What would happen if a complete stranger walked up to you on the street and offered you sex?
YouTube star Andrea Wendel did just that in a new video, asking 100 men on the street to have sex with her after not much more than a greeting.
Not surprisingly, Wendel got a number of "Let's go" and "I would love to" responses from many men.
However, she also received a number of reactions that were less thrilled about the prospect of sex with a strange woman — a proposition straight women don't normally initiate and something straight men don't often hear.
"No, it's a very weird proposition and that's very strange. Plus I think that's stepping out of regular social conventions. I'm going to walk away now," one man said, commenting on the cultural belief that women don't normally offer men sex.
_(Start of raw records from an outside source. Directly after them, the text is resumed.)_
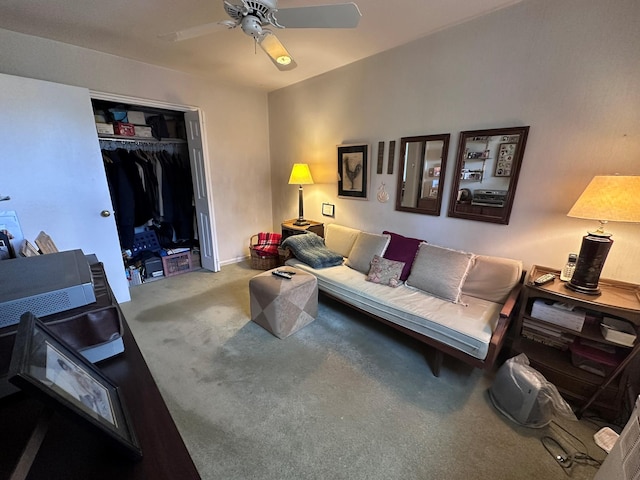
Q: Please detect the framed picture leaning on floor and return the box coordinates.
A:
[9,312,142,459]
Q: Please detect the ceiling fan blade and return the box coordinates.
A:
[276,2,362,28]
[158,20,236,42]
[258,30,298,71]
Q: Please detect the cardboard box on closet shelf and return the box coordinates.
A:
[127,110,147,125]
[96,123,113,135]
[113,122,136,137]
[136,125,153,138]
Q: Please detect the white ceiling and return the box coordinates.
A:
[0,0,522,91]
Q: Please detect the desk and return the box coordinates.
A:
[0,266,200,480]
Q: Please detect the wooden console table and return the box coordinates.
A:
[512,265,640,419]
[0,267,200,480]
"You're kidding, right? What's wrong with you," an older man replied, suggesting that she seek help.
Wendel got 30 men to agree to have sex with her, while 70 declined. Though the high number of "no's" might come as a shock, each man had reasons for turning her down — a girlfriend, a busy schedule, discomfort with the entire situation. A few men, unaccustomed to the offer, even asked if she was a sex worker.
Similar social experiments (or pranks, depending what you want to call it) have had varied results. But the outcomes of this video are a curious rebuttal to our socially constructed concept of the genders: men in constant pursuit of sex and women as the guardians of it.
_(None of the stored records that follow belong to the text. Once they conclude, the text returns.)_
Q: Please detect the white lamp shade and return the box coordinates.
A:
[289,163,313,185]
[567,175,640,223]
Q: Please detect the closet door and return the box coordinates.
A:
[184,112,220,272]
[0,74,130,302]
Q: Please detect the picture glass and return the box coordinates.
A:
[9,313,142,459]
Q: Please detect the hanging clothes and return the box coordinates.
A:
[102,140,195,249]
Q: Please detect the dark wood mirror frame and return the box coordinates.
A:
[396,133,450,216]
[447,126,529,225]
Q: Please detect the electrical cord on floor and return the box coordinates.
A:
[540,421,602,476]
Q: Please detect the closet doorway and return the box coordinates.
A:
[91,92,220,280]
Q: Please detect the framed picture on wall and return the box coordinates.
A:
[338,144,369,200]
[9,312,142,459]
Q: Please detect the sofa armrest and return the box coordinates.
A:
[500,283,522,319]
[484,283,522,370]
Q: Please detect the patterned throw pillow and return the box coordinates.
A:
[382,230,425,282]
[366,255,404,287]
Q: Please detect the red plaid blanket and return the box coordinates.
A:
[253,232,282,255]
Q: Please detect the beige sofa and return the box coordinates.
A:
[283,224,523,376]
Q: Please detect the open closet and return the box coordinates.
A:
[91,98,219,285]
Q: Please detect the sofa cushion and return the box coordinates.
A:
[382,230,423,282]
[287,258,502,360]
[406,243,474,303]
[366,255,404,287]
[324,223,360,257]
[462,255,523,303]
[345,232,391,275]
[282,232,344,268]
The myth of men always wanting sex more is rooted in skewed notions of sex drive. As Ian Kerner, author of She Comes First: the Thinking Man's Guide to Pleasuring a Woman, told Salon, "I would say that women tend to experience 'responsive desire' ... while men experience 'spontaneous desire.'" The more random nature of men's sex drives, Kerner said, can make it appear as though they want it more often.
Yes, Wendel's targets might have offered less flattering answers had she approached them in, say, a dark club on a Saturday night rather than in on the street in broad daylight. But the truth remains that men are more than walking sex drives and women are far more than goalkeepers of sex. Seeing that fact any other way undercuts and undervalues sex for both men and women — no matter who's asking for it.